We would get the same reaction everywhere else we went. Everyone seemed to recognize Ed. Ed explained that some years ago, he had become one of the most visible faces in the Netherlands during a court case regarding marijuana. That, and the fact that his cultivation handbooks had sold more than a million copies worldwide, ensured that he was likely to be recognized anywhere he went in the kingdom of marijuana.

I can't tell you how many of those cafés we visited that week. At a certain point they all melded into a wondrous blur. I was falling in love with the city. It was liberating to be able to sit in a café and watch people come in, sip a bottle of mineral water or an espresso coffee, all the while enjoying a joint or a bowl from a glass pipe, then get up and go on their merry way. There was no shame to it.
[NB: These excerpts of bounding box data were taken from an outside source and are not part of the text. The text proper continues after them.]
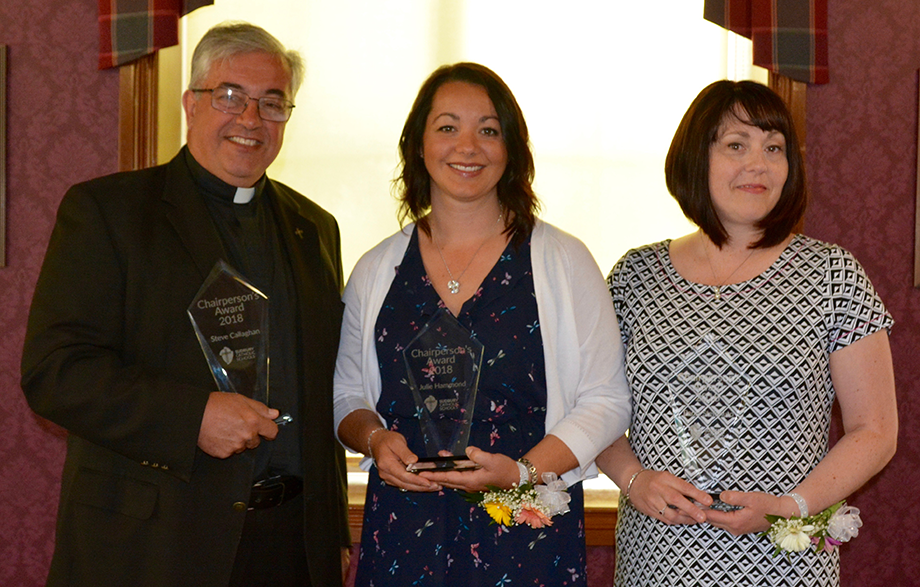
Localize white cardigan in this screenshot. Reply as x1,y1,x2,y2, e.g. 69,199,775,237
334,220,632,485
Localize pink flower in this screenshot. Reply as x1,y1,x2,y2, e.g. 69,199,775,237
514,504,553,528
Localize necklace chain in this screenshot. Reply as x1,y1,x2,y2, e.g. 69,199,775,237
697,232,757,301
431,212,502,294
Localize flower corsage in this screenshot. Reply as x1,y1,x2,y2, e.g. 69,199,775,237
762,501,862,557
464,473,572,528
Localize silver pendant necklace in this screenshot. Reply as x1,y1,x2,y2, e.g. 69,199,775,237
697,232,757,301
431,212,502,294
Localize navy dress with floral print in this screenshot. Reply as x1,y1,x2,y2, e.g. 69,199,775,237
355,232,586,587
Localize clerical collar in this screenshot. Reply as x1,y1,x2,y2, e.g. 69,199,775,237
185,147,265,204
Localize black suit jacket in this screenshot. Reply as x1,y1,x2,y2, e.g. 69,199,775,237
22,153,350,587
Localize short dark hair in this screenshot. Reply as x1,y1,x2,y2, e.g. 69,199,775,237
394,62,540,244
664,80,808,248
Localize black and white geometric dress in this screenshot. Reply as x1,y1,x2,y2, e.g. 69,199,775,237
608,235,893,587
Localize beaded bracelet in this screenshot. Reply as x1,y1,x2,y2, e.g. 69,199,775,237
786,493,808,518
518,458,538,485
515,461,530,487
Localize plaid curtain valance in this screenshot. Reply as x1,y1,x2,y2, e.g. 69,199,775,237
99,0,214,69
703,0,828,84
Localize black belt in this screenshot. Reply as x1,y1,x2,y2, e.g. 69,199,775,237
249,475,303,510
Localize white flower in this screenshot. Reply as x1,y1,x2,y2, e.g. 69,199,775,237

It seemed sophisticated, urbane, and freeing.

Sometimes Ed would introduce me as the recent American winner of the Cannabis Cup, a fact that engendered a lot of curiosity from Amsterdammers and others. They were fascinated at the notion that cannabis was slowly becoming legal in America, and they had lots of questions. I was beginning to realize that, even in such a
progressive place as Amsterdam, what was happening in the United States was nothing short of revolutionary.
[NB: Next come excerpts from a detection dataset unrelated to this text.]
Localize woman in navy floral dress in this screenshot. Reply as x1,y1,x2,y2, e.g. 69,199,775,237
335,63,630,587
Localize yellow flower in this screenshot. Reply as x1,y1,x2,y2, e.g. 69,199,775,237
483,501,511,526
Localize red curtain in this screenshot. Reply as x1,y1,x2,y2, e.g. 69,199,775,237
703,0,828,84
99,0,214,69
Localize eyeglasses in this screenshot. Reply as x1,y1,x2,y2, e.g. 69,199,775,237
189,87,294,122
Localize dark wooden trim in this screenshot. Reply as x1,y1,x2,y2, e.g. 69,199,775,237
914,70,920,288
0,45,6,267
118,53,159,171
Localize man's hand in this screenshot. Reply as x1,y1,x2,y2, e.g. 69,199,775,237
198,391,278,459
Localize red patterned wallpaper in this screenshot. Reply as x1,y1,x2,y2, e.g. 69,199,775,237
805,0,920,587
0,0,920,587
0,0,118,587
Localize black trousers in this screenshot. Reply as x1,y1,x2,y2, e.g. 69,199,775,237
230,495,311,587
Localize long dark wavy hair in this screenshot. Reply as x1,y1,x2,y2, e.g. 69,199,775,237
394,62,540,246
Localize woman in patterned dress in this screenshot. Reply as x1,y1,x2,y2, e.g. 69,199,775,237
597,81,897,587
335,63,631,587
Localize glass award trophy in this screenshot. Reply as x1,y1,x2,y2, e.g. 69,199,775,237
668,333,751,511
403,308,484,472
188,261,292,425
It is not obvious to tourists, but cannabis laws in the Netherlands are quite strict. You could still get busted if you smoked weed or hash outdoors in public, beyond the safety of a private café. It is still illegal to grow cannabis in the Netherlands. Growers were routinely busted when discovered. Cafés, I was told, were permitted to keep only 100 grams—a mere 3.5 ounces—on the premises at any given time. By contrast, my Colorado dispensaries routinely kept 20
pounds
of buds on site at all times to meet demand. Amsterdam's strict regulations begged the question: How did all these marijuana cafés keep from running out?

One day I learned the truth. As soon as a café depleted its stock, a courier on a bicycle mysteriously appeared at the door with a fresh, 100-gram infusion of weed and hash. I assumed someone in the café had made a surreptitious phone call, but it happened so seamlessly that if you didn't know to watch for it, you'd never notice it at all.
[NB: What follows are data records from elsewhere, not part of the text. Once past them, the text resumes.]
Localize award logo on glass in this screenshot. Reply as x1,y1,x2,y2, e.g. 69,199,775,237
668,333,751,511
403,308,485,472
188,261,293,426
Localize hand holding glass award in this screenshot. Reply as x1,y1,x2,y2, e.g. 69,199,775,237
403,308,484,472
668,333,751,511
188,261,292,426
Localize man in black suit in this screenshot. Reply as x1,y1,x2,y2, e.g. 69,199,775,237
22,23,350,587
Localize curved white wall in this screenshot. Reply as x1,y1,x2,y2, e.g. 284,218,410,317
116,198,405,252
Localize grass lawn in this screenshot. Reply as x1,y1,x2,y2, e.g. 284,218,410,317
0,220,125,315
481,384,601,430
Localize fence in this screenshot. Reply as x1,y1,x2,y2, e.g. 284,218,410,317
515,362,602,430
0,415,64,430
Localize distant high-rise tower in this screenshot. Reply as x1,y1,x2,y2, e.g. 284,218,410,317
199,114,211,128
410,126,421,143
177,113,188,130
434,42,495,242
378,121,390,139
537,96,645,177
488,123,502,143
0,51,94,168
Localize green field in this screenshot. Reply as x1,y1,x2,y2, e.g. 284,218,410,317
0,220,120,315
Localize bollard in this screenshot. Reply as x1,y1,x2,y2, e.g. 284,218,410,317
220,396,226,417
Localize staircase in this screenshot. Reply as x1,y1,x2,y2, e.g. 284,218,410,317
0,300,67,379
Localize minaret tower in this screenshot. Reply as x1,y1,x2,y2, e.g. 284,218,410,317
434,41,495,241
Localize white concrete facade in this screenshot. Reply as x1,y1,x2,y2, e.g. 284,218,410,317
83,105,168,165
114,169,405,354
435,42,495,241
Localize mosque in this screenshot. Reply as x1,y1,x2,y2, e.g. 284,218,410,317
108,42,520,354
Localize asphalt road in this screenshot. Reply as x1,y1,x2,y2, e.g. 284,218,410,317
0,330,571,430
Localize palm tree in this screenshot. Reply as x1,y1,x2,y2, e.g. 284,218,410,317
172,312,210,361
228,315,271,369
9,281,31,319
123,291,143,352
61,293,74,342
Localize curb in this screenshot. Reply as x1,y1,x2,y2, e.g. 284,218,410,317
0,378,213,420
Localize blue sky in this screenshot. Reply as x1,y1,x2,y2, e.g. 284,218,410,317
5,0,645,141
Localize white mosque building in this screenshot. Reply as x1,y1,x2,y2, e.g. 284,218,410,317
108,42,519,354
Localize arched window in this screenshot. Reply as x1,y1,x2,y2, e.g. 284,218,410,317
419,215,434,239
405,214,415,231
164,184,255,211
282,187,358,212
One day as we wound our way through Ed's whirlwind cannabis tour, we encountered a thin man whose dreadlocks seemed to run all the way down to the ground. He stopped short and greeted Ed warmly. They chatted briefly before Ed introduced us.

“Chris, this is Soma.”

No fucking way, I thought.

Soma was the founder of Soma Seeds, which sold cannabis seeds to growers all over the world. Soma's past is somewhat shrouded in mystery. On his website he tells how he first smoked marijuana back in 1967, when he was working as a mail clerk at an IBM office in New York City. Back then, he was a straight shooter who went off to work each morning clad in a three-piece suit and tie. But the first puff of marijuana changed his life. He ended up devoting his life to marijuana when it was still illegal throughout the United States. At one point he was growing in Vermont, presumably trying to stay one step ahead of the law. By the time he fled to Amsterdam and started
going by the name Soma, he had come to regard marijuana as a sacred, versatile plant. He wore clothes fashioned of hemp and smoked regularly. Today, like Ed, he is another international legend in the world of cannabis.

He invited Ed and me to visit with him at his apartment, and a short time later we found ourselves in the most bohemian flat I had ever seen in my entire life. Those tall windows that grace so many of Amsterdam's historic buildings imbued the living room with sunlight. I learned that every time friends visited Soma, they brought him rocks from their homeland. The floor was covered with rocks of every type of size, color, and origin. Interspersed among them were bright pillows. That's how he entertained us: We sat on the floor amid the pillows and rocks, smoked our weed, and talked about our common business.

I suppose if anyone had seen us, they would have been struck by the juxtaposition of a best-selling author, a dreadlocked outlaw, and an American businessman enjoying each other's company. Ed and Soma were undoubtedly the more courageous; they had taken risks that had made their lives difficult over the years, all in service to the herb.